Da es doch sehr  "exotisch" ist, halten sich die Tips und Erfahrungswerte auch
in Grenzen.
Aber dokumentiere bitte trotzdem Dein Bauvorhaben - hört sich interessant an.
Dann rechnest Du so ca. mit 300 - 400 Liter im Behälter?
Ich persönlich aus dem Bauch raus, würde lieber etwas mehr veranschlagen.
Weiterhin viel Spaß beim tüfteln, und immer schön Fotos machen.
LG Markus


----------



## techerridu (1. Mai 2011)

*AW: Wasserfall ohne Teich*

Hi, ihr zwei

Ja, die Pumpe müsste funzen. Ist zwar vielleicht Qualitativ nicht so gut,
da sie nur 130 € (vergleichbare kosten sonst 300-500€) aber da ich sie nur
stundenweise nutze, wirds schon passen.
Die Mauer wird natürlich geschützt, bin bei sowas lieber auf der sicheren Seite,
wird aber alles dokumentiert... 

Wegen der Wassermenge kann ich auch noch bißl was machen, wär schon schön
wenn er auch mal richtig rauschen würde. Aber danke für den Tip.

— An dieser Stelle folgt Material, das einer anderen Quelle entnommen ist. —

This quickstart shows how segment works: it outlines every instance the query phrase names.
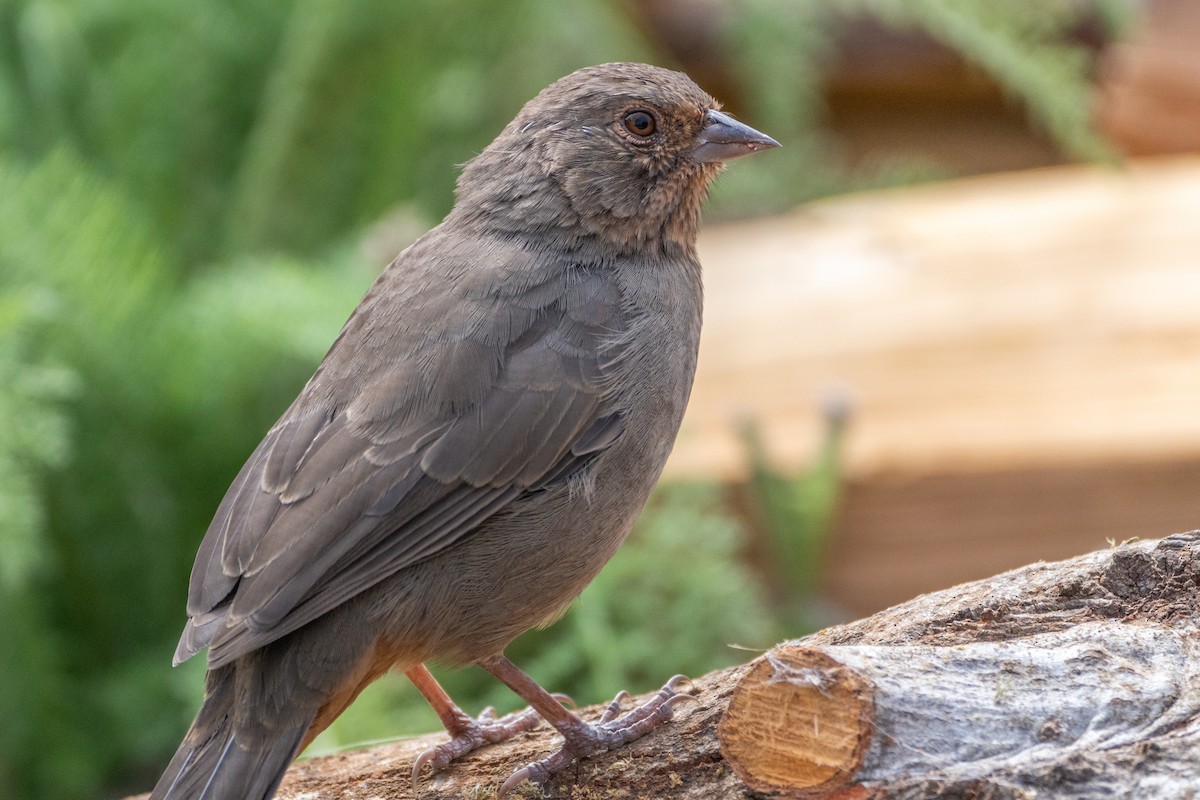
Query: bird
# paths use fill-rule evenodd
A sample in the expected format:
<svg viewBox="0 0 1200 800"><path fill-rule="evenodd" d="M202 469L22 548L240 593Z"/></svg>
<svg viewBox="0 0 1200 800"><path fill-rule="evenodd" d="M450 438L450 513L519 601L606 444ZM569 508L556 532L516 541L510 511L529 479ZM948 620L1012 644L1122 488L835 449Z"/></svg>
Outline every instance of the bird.
<svg viewBox="0 0 1200 800"><path fill-rule="evenodd" d="M204 699L151 800L266 800L368 684L407 675L446 769L536 727L524 780L671 718L682 678L588 723L504 656L560 616L656 482L696 369L701 204L779 146L679 72L554 82L462 169L452 210L380 273L238 473L196 555L174 661ZM524 711L470 717L426 662L479 664Z"/></svg>

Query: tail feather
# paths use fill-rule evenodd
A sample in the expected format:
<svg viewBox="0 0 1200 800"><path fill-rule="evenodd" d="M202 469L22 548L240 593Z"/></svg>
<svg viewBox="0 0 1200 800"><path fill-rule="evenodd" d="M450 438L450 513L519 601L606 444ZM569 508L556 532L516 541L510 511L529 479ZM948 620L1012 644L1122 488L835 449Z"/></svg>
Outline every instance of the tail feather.
<svg viewBox="0 0 1200 800"><path fill-rule="evenodd" d="M275 732L268 741L240 742L233 692L218 690L205 698L150 800L270 800L311 722Z"/></svg>

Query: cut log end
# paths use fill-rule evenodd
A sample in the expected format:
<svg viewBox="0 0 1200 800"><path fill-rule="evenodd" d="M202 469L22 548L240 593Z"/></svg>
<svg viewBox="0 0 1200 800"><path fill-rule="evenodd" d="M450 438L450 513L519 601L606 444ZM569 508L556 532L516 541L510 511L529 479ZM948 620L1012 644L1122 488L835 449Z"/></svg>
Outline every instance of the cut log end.
<svg viewBox="0 0 1200 800"><path fill-rule="evenodd" d="M851 788L874 718L870 680L820 650L785 645L733 690L718 738L751 789L814 796Z"/></svg>

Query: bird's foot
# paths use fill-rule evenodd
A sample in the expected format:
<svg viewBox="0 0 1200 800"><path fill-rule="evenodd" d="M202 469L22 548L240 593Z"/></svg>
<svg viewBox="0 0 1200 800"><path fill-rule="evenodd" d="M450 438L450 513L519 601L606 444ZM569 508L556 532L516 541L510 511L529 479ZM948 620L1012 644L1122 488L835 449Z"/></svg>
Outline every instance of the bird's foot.
<svg viewBox="0 0 1200 800"><path fill-rule="evenodd" d="M640 739L655 728L668 722L674 716L674 705L683 700L696 700L694 694L679 692L679 687L690 684L685 675L676 675L660 688L654 697L626 714L620 714L622 703L629 699L629 693L622 691L608 703L604 715L593 724L578 721L569 728L560 728L563 746L552 756L526 764L506 780L496 793L496 800L504 796L526 781L545 783L551 775L558 772L581 758L616 750Z"/></svg>
<svg viewBox="0 0 1200 800"><path fill-rule="evenodd" d="M574 704L566 694L554 694L554 699ZM463 714L450 729L450 741L430 747L416 757L413 764L413 794L416 794L421 772L426 766L437 772L473 750L505 741L540 724L541 717L533 709L515 711L502 717L497 717L496 709L491 706L484 709L476 718Z"/></svg>

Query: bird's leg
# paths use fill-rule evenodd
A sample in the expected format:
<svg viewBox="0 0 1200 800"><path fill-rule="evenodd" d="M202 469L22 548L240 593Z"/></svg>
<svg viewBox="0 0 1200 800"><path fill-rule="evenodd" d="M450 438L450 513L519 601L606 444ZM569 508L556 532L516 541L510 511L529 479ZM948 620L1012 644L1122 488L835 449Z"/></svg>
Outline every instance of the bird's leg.
<svg viewBox="0 0 1200 800"><path fill-rule="evenodd" d="M580 758L614 750L644 736L671 720L677 702L696 699L691 694L679 693L679 686L688 679L683 675L676 675L654 697L623 716L620 716L620 704L629 694L622 692L608 704L600 721L589 724L563 708L553 694L539 686L538 681L524 674L504 656L493 656L480 662L480 666L520 694L564 739L563 746L556 753L540 762L527 764L514 772L500 786L496 794L497 800L503 800L504 795L524 781L544 783L551 775Z"/></svg>
<svg viewBox="0 0 1200 800"><path fill-rule="evenodd" d="M533 730L541 724L541 717L534 709L526 709L497 718L496 709L486 708L478 718L473 718L454 704L454 700L450 699L450 696L442 688L433 674L426 669L425 664L406 669L404 675L430 702L438 718L442 720L442 724L450 733L450 741L431 747L416 757L416 762L413 764L413 794L416 794L416 783L426 764L431 765L436 772L449 766L454 759L478 747L511 739L518 733ZM562 694L559 697L565 698ZM558 704L553 697L551 699L556 705ZM559 705L559 708L562 706Z"/></svg>

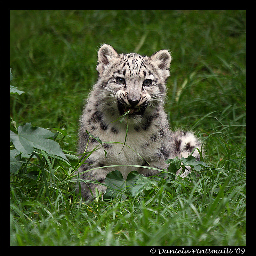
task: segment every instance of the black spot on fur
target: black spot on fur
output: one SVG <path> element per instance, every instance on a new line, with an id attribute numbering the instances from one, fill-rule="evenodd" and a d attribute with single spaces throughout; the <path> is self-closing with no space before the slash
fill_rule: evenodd
<path id="1" fill-rule="evenodd" d="M 186 145 L 185 146 L 185 147 L 184 148 L 184 149 L 187 151 L 191 151 L 193 150 L 194 148 L 194 147 L 190 145 L 190 143 L 189 142 L 188 142 L 186 144 Z"/>
<path id="2" fill-rule="evenodd" d="M 102 119 L 102 116 L 100 112 L 97 110 L 95 111 L 92 114 L 92 120 L 94 123 L 100 122 Z"/>
<path id="3" fill-rule="evenodd" d="M 139 132 L 140 131 L 140 127 L 137 126 L 135 126 L 135 127 L 134 128 L 134 129 L 136 132 Z"/>
<path id="4" fill-rule="evenodd" d="M 100 122 L 100 128 L 104 131 L 108 129 L 108 125 L 103 122 Z"/>
<path id="5" fill-rule="evenodd" d="M 157 116 L 158 116 L 158 115 L 150 116 L 146 120 L 143 125 L 141 126 L 141 128 L 144 130 L 148 130 L 152 123 L 152 120 L 153 118 L 157 117 Z"/>
<path id="6" fill-rule="evenodd" d="M 112 145 L 110 144 L 103 143 L 103 144 L 102 144 L 102 146 L 103 147 L 103 148 L 105 148 L 105 149 L 107 149 L 108 148 L 110 148 L 112 147 Z"/>
<path id="7" fill-rule="evenodd" d="M 155 133 L 154 133 L 153 135 L 151 136 L 151 138 L 150 138 L 150 139 L 151 140 L 152 140 L 153 141 L 156 141 L 156 135 Z"/>
<path id="8" fill-rule="evenodd" d="M 90 141 L 92 143 L 97 143 L 98 142 L 94 138 L 91 138 Z"/>
<path id="9" fill-rule="evenodd" d="M 82 135 L 82 137 L 84 139 L 84 140 L 86 141 L 88 140 L 90 136 L 89 136 L 89 134 L 88 134 L 87 132 L 83 132 L 81 133 L 81 135 Z"/>

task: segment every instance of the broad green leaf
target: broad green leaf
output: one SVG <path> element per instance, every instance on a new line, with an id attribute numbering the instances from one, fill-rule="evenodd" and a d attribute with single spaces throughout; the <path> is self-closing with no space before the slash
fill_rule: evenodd
<path id="1" fill-rule="evenodd" d="M 50 155 L 60 156 L 68 160 L 58 143 L 47 139 L 54 134 L 46 129 L 32 127 L 31 124 L 18 127 L 18 134 L 10 131 L 11 138 L 15 147 L 19 151 L 31 155 L 35 148 L 45 151 Z"/>
<path id="2" fill-rule="evenodd" d="M 110 199 L 119 195 L 125 199 L 126 195 L 124 192 L 127 190 L 131 190 L 136 182 L 137 177 L 135 173 L 139 174 L 138 172 L 132 172 L 128 174 L 126 180 L 124 180 L 122 174 L 117 170 L 108 173 L 105 180 L 105 184 L 113 189 L 107 188 L 103 198 Z"/>
<path id="3" fill-rule="evenodd" d="M 19 156 L 20 154 L 16 149 L 10 151 L 10 172 L 13 173 L 17 172 L 22 165 L 22 163 L 19 162 L 20 160 L 20 156 Z"/>
<path id="4" fill-rule="evenodd" d="M 18 94 L 19 95 L 20 95 L 24 92 L 22 91 L 20 91 L 17 87 L 10 85 L 10 93 Z"/>
<path id="5" fill-rule="evenodd" d="M 12 68 L 10 68 L 10 81 L 12 80 Z"/>

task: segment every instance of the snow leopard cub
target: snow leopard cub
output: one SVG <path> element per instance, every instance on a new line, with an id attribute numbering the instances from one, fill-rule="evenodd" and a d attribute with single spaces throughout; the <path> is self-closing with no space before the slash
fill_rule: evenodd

Bin zwar allround Künstler, ist aber auch mein erster richtiger Anlauf.
Hatte schon mal mit etwas ähnlichem, vor 6-7 Jahren, in der Wohnung angefangen.
War ein Wasserfällchen das in ein Aquarium mündet.
Leider ist vor der Fertigstellung, das komplette Stockwerk ausgebrannt.... :shock  
Ist aber schon alles wieder weitesgehend aufgebaut... 

Morgen geht´s dann weiter.... Grüße André


----------



## techerridu (5. Mai 2011)

*AW: Wasserfall ohne Teich*

OK, Freaks... :smoki

Die noch etwas erweiterte Betoneinfassung ist fertig, heute abend oder die Tage kommen noch Bilder dazu.
Pumpe ist auch schon da...

*Jetzt müsste ich noch wissen, ob man eher zu ´nem dünneren oder dickeren Schlauch greifen sollte
(Reibungsverlust wäre egal, da der Schlauch eh nur 3m lang ist)
bzw. wie man den Einlauf in´s oberste Becken technisch am besten umsetzt,
so daß das Wasser auch fließt und nicht gleich oben rausspritzt...*

P.S.: Vielleicht langt es ja auch, einfach ´nen Stein d´rauf zu legen....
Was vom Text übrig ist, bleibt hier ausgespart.